From what I gather from reading, homogenous differential equations of 2nd order or higher will have constant coefficients.

No, that's not true at all! I'm not sure whether you are having problems with the word "constant" or "coefficient" but it must be one or the other!

Both equations, $3\frac{d^2y}{d^2x}+ 2\frac{dy}{dx}+ 5y= 0$

**and** $e^x\frac{d^2y}{d^2x}- x^2\frac{dy}{dx}+ cos(x)y= 0$ are "linear homogeneous second order differential equations. The first has coefficients 3, 2, and 5- constants. The second has coefficients $e^x$, $-x^2$, and $cos(x)$- not constants.

Where they are nonhomogenous is where they will have undetermined coefficients

First the phrase "undetermined coefficients" refers to a solution technique, not the differential equation itself.
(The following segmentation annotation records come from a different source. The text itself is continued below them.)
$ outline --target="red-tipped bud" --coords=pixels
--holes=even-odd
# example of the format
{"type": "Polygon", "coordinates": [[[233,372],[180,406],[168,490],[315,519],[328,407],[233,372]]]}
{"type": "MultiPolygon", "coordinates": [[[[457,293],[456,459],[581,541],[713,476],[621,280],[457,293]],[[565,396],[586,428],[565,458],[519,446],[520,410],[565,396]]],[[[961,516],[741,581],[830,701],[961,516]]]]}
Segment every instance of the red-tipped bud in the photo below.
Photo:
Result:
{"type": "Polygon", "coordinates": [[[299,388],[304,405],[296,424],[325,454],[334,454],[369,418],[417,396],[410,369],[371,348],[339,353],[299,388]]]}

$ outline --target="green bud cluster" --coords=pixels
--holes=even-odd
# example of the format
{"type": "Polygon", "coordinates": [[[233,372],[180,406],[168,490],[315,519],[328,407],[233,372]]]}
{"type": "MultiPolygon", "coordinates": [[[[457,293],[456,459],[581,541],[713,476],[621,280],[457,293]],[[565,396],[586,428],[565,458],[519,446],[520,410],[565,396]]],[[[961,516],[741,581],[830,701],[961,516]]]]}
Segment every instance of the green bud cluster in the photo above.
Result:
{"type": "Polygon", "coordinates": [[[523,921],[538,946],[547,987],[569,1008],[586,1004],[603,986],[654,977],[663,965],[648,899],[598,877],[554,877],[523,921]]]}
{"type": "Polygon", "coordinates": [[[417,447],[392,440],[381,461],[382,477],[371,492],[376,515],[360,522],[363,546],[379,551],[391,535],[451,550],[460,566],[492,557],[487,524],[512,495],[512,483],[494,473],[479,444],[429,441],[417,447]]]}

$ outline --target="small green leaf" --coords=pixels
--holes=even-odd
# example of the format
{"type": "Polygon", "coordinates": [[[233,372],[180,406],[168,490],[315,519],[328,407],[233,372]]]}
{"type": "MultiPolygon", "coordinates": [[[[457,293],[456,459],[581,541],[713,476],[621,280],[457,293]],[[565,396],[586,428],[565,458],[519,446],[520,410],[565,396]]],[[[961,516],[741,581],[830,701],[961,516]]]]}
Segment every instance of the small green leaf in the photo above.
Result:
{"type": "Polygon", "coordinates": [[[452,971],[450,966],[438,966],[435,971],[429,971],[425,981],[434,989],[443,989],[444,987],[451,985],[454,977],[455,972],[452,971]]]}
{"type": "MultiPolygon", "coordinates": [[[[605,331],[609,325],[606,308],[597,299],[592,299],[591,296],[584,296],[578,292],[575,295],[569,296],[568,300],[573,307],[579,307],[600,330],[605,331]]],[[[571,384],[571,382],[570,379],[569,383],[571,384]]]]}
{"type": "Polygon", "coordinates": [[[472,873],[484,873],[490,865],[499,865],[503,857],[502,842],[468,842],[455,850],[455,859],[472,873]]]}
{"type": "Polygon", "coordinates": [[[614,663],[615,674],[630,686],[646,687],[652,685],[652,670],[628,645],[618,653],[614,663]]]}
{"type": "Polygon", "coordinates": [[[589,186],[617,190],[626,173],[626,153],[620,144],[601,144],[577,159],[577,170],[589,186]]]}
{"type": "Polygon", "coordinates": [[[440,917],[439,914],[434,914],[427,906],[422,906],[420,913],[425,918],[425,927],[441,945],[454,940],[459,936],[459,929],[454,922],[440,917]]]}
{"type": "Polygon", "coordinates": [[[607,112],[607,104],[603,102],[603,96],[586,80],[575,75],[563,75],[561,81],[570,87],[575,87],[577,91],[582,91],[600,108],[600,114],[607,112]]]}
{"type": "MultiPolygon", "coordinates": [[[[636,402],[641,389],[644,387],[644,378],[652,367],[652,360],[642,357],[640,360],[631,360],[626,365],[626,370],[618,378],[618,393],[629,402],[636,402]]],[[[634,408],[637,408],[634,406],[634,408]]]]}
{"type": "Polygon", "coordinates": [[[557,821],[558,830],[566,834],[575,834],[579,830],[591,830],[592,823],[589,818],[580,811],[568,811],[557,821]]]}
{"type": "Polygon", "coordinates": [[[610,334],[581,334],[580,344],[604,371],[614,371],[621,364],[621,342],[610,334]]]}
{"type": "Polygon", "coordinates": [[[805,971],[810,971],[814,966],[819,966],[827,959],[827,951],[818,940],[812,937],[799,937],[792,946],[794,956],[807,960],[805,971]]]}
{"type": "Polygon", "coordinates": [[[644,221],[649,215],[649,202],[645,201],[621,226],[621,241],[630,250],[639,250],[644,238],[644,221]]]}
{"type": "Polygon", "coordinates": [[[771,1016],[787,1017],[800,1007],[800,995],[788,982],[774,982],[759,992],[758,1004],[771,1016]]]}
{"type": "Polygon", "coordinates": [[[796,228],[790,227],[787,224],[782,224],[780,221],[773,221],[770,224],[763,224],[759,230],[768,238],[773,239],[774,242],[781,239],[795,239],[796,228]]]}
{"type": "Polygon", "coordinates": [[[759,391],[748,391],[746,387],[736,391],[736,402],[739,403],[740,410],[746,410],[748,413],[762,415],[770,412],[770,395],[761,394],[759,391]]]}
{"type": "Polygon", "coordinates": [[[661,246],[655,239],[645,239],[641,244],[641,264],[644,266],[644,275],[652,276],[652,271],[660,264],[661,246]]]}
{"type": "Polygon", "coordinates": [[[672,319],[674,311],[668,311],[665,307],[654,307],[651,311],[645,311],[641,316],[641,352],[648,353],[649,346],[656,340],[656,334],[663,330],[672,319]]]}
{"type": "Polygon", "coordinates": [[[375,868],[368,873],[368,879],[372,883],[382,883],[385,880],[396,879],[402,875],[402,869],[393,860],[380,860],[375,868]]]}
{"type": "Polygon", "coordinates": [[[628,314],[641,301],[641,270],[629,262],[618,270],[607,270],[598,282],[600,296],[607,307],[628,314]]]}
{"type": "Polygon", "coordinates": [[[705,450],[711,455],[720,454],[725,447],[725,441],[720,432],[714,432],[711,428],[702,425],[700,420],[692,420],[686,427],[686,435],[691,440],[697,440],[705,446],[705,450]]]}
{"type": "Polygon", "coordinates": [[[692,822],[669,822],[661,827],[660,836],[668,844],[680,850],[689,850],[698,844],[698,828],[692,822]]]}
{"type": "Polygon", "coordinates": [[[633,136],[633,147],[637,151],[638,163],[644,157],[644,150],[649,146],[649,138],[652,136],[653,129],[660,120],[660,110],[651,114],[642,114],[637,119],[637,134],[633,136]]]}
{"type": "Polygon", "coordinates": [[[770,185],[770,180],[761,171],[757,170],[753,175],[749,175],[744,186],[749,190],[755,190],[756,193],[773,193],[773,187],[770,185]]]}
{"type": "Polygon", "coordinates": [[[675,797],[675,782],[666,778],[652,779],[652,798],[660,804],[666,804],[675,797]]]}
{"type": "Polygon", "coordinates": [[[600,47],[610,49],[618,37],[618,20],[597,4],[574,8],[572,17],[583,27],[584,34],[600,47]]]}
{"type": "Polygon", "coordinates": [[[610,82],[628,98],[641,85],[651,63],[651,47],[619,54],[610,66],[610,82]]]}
If we had, for example, the differential equation $y''+ 3y+ 2y= e^x+ 3e^{2x}$, the "associated homogenous equation" is $y''+ 3y'+ 2y= 0$. That has "characteristic equation" $r^2+ 3r+ 2= (r+ 2)(r+ 1)= 0$ so has general solution $Ae^{-2x}+ Be^{-x}$.

**Because** the "non-homogeneous part", $e^x+ 3e^{2x}$, has exponentials, the type of solution we would expect for a "linear differential equation with constant coefficients", we try a solution to the entire equation of the form $C_1e^x+ C_2e^{2x}$. The "$C_1$" and "$C_2$" are "undetermined coefficients". Setting $y= C_1e^x+ C_2e^{2x}$, $y'= C_1e^x+ 2C_2e^{2x}$, and $y''= C_1e^x+ 4C_2e^{2x}$. Putting those into the equation, $y''+ 3y'+ 2y= C_1e^x+ 4C_2e^{2x}+ 3C_1e^x+ 6C_2e^{2x}+ 2C_1e^{x}+ 2C_2e^{2x}= 7C_1e^x+ 12e^{2x}= e^x+ 3e^{2x}$ so we must have $7C_1= 1$ and $12C_2= 3$. $C_1= \frac{1}{7}$ and $C_2= \frac{1}{4}$ so the general solution to the entire differential equation is $Ae^{-x}+ Be^{-2x}+ \frac{1}{7}e^x+ \frac{1}{4}e^{2x}$. Again, "undetermined coefficients" is a

**method** for solving non-homogeneous differential equations, not a type of equation. And, it really only works where we can predict the form of the solution which is true only when the "non-homogeneous" part is of a form we would expect for solutions of "linear differential equations"- polynomials, exponential, sine or cosine or products of those. Another method, "variation of parameters", is harder but more general.

I believe how you tell the if it is homogeneous or non-homogenous is in its linear independence. If the Wronskian returns roots it is linearly dependent. If the Wronskian returns anything other than a zero, it is linearly indepedent and nonhomogenous.

No, no, no! First, the terms "homogeneous" and "non-homogeneous" only apply to linear differential equations. A second order linear differential equation is of the form $p(x)\frac{d^2y}{dx^2}+ q(x)\frac{dy}{dx}+ r(x)y= f(x)$. The differential equation is "homogeneous" if and only if $f(x)$ is identically 0.

Like in an equation, y^(4) + 10x^2y * y^(3) + y = g(x)y, you would plug in the functions of x or constants (x^2, 2, 3, etc) into the Wronskian, and test for linear independence or dependence. That will tell you whether it is homogenous or heterogenous, and homogenous higher order differential equations always have constant coefficients. It gets easier as you go along . IF there are any corrections anyone wants to make or parts that need further thought, please contribute as this thread as I believe it is important information.

Unfortunately, pretty much nothing you say here is correct! The equation you give,

**as you write it**, $y^{(4)} + 10x^2y y^{(3)} + y = g(x)y$, could be written $y^{(4)}+ 10x^2y * y^{(3)}+ (1- g(y)) y = 0$

**is** homogeneous because every term is a multiple of y or a derivative of y. I suspect you intended $y^(4) + 10x^2y * y^(3) + y = g(x)$ which is

**non-homogeneous** because the "g(x)" is not multiplied by y or a derivative of y.

And, by the way, because of the "y" multiplying the third derivative this is a

**non-linear** differential equation.